Depositada em 2016, sob o nome Bionanocompósito lpm-7 para liberação controlada de olanzapina a partir do argilomineral montmorillonita, a invenção tem a perspectiva de influenciar o cotidiano de quase 30 milhões de pessoas no mundo que convivem com a esquizofrenia. Como curiosidade, nenhuma delas nasceu assim, em um movimento que leva muitas vezes a uma sensação de que já não existem laços, alguém cortou, quando os sintomas começam a surgir, o que para a maioria ocorre entre os 12 e 30 anos de idade.
“Percebe-se, portanto, que a maioria das pessoas que apresentam a doença, precisam conviver com ela por muito tempo. Nessa perspectiva, a nossa tecnologia propicia a desnecessidade de o paciente tomar vários comprimidos durante o dia, sem riscos de superdosagem ou até falta de dosagem. E o mais legal é que o material que desenvolvemos é formado de argila e um polímero natural, o qual acaba sendo barato e ecofriendly, ou seja, amigável ao meio ambiente”, acrescenta Artur Oliveira, autor da tese da qual surgiu a descoberta científica. Doutor em Química pela UFRN, Artur atualmente realiza pós-doutorado no Programa de Pós-Graduação em Ciências Farmacêuticas da UFRN. Ele destaca que, embora a aplicação tenha sido pensada para o tratamento da Esquizofrenia, a ideia pode ser aplicada a outros medicamentos, pois a “ideia comporta criarmos sistemas específicos para cada fármaco, levando em conta características distintas entre eles, tais como absorção, efeitos adversos e metabolização”, frisa.

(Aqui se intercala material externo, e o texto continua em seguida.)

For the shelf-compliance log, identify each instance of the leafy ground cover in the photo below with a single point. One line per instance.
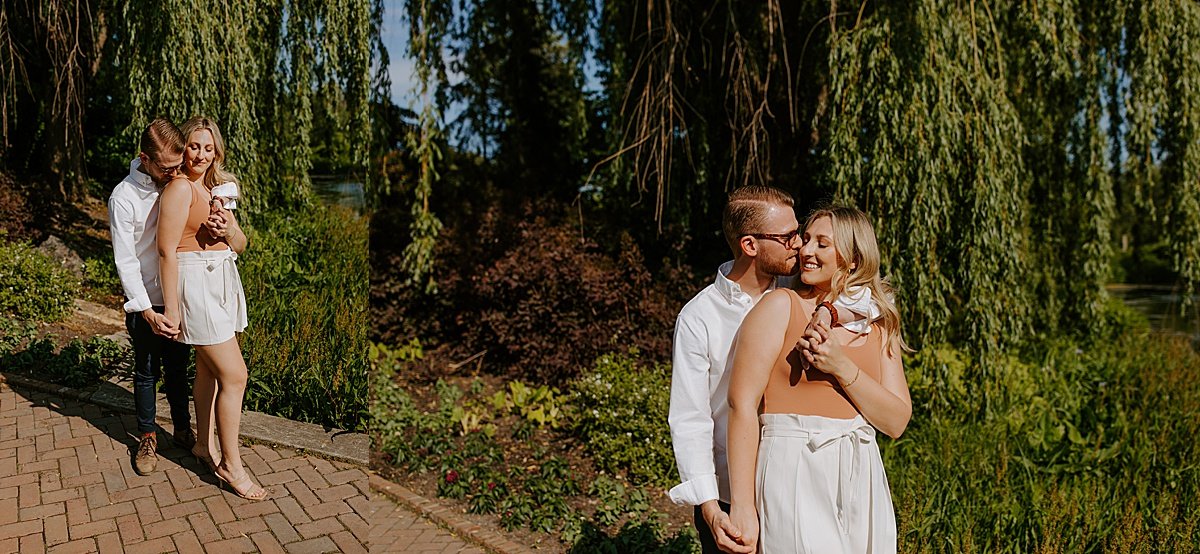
(1079, 445)
(523, 458)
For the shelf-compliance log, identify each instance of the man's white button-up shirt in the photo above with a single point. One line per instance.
(700, 385)
(133, 222)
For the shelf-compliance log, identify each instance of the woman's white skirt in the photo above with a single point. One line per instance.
(821, 487)
(210, 297)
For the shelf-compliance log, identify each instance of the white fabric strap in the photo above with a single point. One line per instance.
(858, 300)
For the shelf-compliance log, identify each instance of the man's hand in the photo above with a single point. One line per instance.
(724, 533)
(217, 222)
(743, 522)
(821, 315)
(160, 324)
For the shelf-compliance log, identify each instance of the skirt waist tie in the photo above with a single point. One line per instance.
(226, 265)
(847, 440)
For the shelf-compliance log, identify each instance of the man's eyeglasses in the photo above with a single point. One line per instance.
(169, 170)
(786, 239)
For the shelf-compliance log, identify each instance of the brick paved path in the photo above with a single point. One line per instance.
(396, 529)
(67, 485)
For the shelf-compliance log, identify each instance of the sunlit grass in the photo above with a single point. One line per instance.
(1090, 447)
(306, 283)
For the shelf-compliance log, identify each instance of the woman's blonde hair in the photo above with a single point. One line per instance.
(858, 265)
(216, 173)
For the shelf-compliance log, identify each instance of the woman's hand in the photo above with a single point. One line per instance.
(826, 355)
(217, 222)
(745, 519)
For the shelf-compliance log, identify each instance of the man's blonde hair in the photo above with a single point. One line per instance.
(745, 210)
(161, 137)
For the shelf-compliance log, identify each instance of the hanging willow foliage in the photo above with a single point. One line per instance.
(427, 32)
(259, 74)
(990, 143)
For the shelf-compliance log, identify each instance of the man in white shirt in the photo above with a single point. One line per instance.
(133, 222)
(761, 228)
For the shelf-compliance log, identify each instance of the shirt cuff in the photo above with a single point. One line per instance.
(137, 305)
(695, 492)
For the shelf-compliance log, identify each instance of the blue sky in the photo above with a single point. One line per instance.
(395, 40)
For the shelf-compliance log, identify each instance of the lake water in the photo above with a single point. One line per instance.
(342, 192)
(1161, 305)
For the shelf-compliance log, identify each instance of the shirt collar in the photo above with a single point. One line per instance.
(141, 179)
(731, 290)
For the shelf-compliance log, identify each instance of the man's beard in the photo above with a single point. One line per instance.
(783, 266)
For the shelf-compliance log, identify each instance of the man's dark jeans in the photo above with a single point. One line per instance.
(156, 355)
(707, 543)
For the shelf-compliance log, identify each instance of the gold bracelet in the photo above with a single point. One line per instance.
(855, 379)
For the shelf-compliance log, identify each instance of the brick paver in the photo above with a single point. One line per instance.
(394, 528)
(67, 485)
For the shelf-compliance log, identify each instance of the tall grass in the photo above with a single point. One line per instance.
(1084, 446)
(305, 276)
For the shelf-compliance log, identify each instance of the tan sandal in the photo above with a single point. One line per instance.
(261, 494)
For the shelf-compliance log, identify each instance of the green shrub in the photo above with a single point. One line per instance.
(1090, 447)
(622, 419)
(78, 363)
(100, 275)
(306, 285)
(33, 285)
(407, 435)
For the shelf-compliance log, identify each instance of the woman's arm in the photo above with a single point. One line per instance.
(173, 205)
(755, 350)
(234, 236)
(886, 403)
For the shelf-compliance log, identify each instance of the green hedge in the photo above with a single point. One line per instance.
(33, 285)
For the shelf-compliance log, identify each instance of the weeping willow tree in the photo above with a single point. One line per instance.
(989, 143)
(49, 50)
(259, 74)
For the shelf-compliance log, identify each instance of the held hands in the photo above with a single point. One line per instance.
(738, 519)
(161, 324)
(823, 354)
(821, 315)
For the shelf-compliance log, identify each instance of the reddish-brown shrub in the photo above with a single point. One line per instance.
(538, 300)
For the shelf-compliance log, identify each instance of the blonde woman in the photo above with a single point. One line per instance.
(815, 482)
(198, 245)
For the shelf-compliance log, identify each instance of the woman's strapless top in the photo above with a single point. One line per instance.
(197, 238)
(793, 390)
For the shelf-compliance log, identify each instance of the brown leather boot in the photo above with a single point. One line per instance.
(147, 458)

Antes de receber o nome que tem, a esquizofrenia era chamada de demência precoce. Na medida em que avança, a pessoa passa a ter maior dificuldade de raciocínio, memória, atenção, concentração e planejamento, conjunção de sintomas que, em relatos recorrentes em momentos de crise, alimentam pensamentos que fazem com que pacientes imaginem que nada nesse mundo tem tanto valor, e intuições de ausência de apoio, como não há onde atracar. “Por a dificuldade tender a ser majorada, a liberação controlada é fator relevante. Bom pontuar que o processo tem grande relevância acadêmica por aprofundar esse conhecimento em sistemas de drug delivery, onde podemos desenvolver materiais carreadores de medicamentos e controlar sua liberação”, salienta Sibele Pergher.
Ela rememora que a ideia inicial foi usar uma droga que fosse sintetizada no Núcleo de Pesquisa em Alimentos e Medicamentos (NUPLAM) da própria UFRN, para se poder avançar na fabricação do dispositivo e chegar ao público. “Imagino que agora com a carta patente, poderemos voltar a buscar uma empresa interessada”, destaca. Com substanciais e amplas análises em pesquisas patenteáveis, as quais abrangem 14 pedidos de patente e seis concessões, a docente enfatiza que no Laboratório de Peneiras Moleculares (LABPEMOL), onde os experimentos ocorrem, está sendo montado um laboratório de escalonamento de materiais, no qual a síntese da nova tecnologia poderá ocorrer em quantidades maiores, condição para alcançar um nível de maturidade tecnológica elevado.
A concessão do grupo é a terceira da UFRN neste ano e ajuda a manter a Universidade como a instituição de ensino com mais cartas-patente nas regiões Norte, Nordeste e Centro-Oeste. O posto é ocupado pela UFRN desde fevereiro de 2022, tendo sido reforçado pelas 14 concessões no ano de 2023, segunda melhor marca anual da Universidade em sua história. A lista completa pode ser acessada através da vitrine tecnológica, na qual constam todos os pedidos de patentes e as concessões já realizadas, bem como, os programas de computador que receberam registro do INPI. A lista está disponível para consulta no site da Agência de Inovação (Agir) (www.agir.ufrn.br), mesmo local em que os interessados obtêm informações a respeito do processo de licenciamento.